Soil acetate and methane emissions from irrigated rice: The effects of field drainage and cultivar choice
Sigren, Lief Karl
Sass, Ronald L.
Doctor of Philosophy
Methane emissions from flooded rice paddies are important contributors to the increasing atmospheric concentrations of methane, a potent greenhouse gas. With an increased need for rice agriculture to feed the growing global population, there is a need to develop methods that reduce methane emissions from rice paddies without adversely affecting grain yield. Two potential mitigation strategies were examined in this study: water management and cultivar choice. Previous studies indicate that floodwater management is a promising mitigation tool, with mid-season field drainage significantly reducing methane emissions. A variety of soil parameters, methane emissions, and soil porewater acetate concentrations were measured in outdoor pot and field water management studies. Acetate received particular consideration as it is a major precursor of methane formation within anaerobic soils. Field drainage caused rapid oxidation of the soil, with a sharp reduction in soil acetate concentrations, methane production, and methane emission rates. Evidence of drainage induced substrate depletion is presented as a possible mechanism responsible for the reduced methane production and emission after field drainage.

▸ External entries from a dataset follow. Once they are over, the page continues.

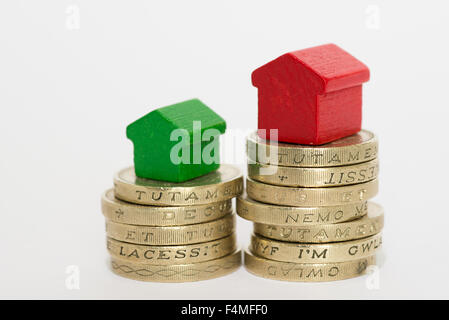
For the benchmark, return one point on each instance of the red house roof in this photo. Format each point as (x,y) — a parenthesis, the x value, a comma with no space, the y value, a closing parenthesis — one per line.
(335,67)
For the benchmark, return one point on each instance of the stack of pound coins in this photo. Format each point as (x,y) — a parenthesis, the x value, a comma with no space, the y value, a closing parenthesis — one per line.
(173,232)
(309,204)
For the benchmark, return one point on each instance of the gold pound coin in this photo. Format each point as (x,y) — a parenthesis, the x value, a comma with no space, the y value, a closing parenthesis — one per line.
(178,273)
(171,255)
(358,148)
(304,272)
(315,253)
(260,212)
(314,177)
(220,185)
(179,235)
(311,197)
(124,212)
(369,225)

Intervarietal differences in methane emission rates from rice have also been reported in previous studies. Methane emission rates and soil acetate concentrations were compared for a high emitting and a low emitting cultivar of rice. Significantly more soil acetate was present in the high emitting cultivar than the low emitting cultivar during the vegetative stage of plant growth. These results suggest that differences in methane emission between varieties of rice are the result of different methane production rates, not differences in methane transport processes. The different production rates are the result of differences in root carbon loss between the two cultivars. Neither of these strategies had an adverse effect on grain yield. The results strongly support the use of floodwater management and cultivar choice as methods to mitigate methane emissions from rice paddies.